Key verse: Joshua 22
Key verse: There is victory in unity.
You have probably never heard a sermon on today's chapter. It is a little bit bizarre. It involves a misunderstanding, an altar that was never used, and a nation on the brink of Civil War. Recall that when Israel came into his land, they conquered the territory east of the Jordan River first. It was given to two and a half tribes, while the other nine and a half would inherit the land on the west side. The warriors of the eastern tribes did not get to enjoy their territory until the work of conquering the remaining land was finished. But as we look at chapter 22, Joshua will soon die and the work is nearly complete. Reuben, Gad, and the half-tribe of Manassah were released to go home. There was joy and camraderie: they had worked together as a unified nation and were now resting in the land God had given them.
Surely, they were tired. Surely, they had no more appetite for war. Surely, they had made friends across tribal lines and did not want to see each other hurt. But when the western tribes saw that the eastern tribes had built a large altar, they were ready to go to war. They loved their brothers in arms and they loved peace, but they loved God more. There would be no idolatry in their land, and they were willing to go to war if that is what was needed to tear the altar down.
But before acting rashly, they sent a delegation to talk. It is a model of biblical relationship: they were ready to have an uncomfortable confrontation and they were also willing to listen and be proven wrong. And they were! The eastern tribes explained that the altar they built was not for sacrifice: it was just a replica of the true altar, where God was worshipped as the tabernacle, to serve as a memorial to their kinship with the Israelites on the other side of the Jordan. They took the question with humility, and everyone went home in a unified peace. Victory without war: victory from a united desire to serve God together.
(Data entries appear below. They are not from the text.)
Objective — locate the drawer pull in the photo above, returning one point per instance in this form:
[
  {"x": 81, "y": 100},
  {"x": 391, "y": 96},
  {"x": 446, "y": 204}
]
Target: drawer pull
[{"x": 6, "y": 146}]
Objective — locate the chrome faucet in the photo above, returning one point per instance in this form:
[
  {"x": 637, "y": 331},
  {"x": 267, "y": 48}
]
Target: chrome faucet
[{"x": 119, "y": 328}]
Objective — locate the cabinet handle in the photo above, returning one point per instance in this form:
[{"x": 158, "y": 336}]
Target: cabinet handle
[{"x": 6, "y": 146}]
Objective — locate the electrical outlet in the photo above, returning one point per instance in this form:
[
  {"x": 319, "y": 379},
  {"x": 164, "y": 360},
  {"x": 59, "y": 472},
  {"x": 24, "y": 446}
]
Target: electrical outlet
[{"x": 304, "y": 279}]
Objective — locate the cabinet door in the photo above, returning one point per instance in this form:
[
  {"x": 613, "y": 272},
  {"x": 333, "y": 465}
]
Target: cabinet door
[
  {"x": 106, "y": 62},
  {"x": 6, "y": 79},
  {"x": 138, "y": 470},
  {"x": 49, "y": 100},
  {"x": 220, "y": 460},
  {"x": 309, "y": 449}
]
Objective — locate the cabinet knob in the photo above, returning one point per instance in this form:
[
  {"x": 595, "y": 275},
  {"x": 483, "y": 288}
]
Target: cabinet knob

Discussion idea: Why were the people of the OT so quick to build memorials, such as this replica altar or the pile of stones at the Jordan River? What part should reminders of our past play in our lives?
Prayer focus: Lord, help me to be willing to confront sin, willing to listen, and most of all: willing to be corrected. Give me a teachable heart, ever being made more like Yours.
Key verse: Luke 24:27
Big Idea: The Son of Man fulfilled all of history when He conquered death.
There is a little girl in our church who can tell a story for a long time. A. Very. Long. Time. The problem is that the story has neither beginning, nor middle, nor end, nor point. Once you have made eye contact, your only hope is that she will become too worn out or distracted to continue. Kidding aside, it is cute when she does it (the ringlets help). Some adults who similarly tell stories are less so, but it is downright tragic that some people think history itself is such a jumbled mess. With Macbeth, they believe that the whole human experience is “a tale/told by an idiot/full of sound and fury/signifying nothing.” To many of our loved ones, life is either an endless cycle or meaningless chaos, but certainly not a story. The Bible presents a very different picture. Everything which has ever been lies in the hand of an all-knowing, all-powerful, all-loving God, who was bringing it all toward the moment when Jesus’ disciples found nothing.
This story has a beginning: God created the world in total perfection and gave it to humanity to govern and enjoy. It has a crisis, where the love of the Creator is rejected, and a rebellion commences. Then there is the climax! And what a finale it is. The Creator becomes a Man to endure the punishment that the rebels deserved, laying His life down and rising from the dead to serve as the bridge back to our Lord. Finally, the conclusion when the risen Savior ends the world’s suffering once and for all, restoring the paradise He always intended.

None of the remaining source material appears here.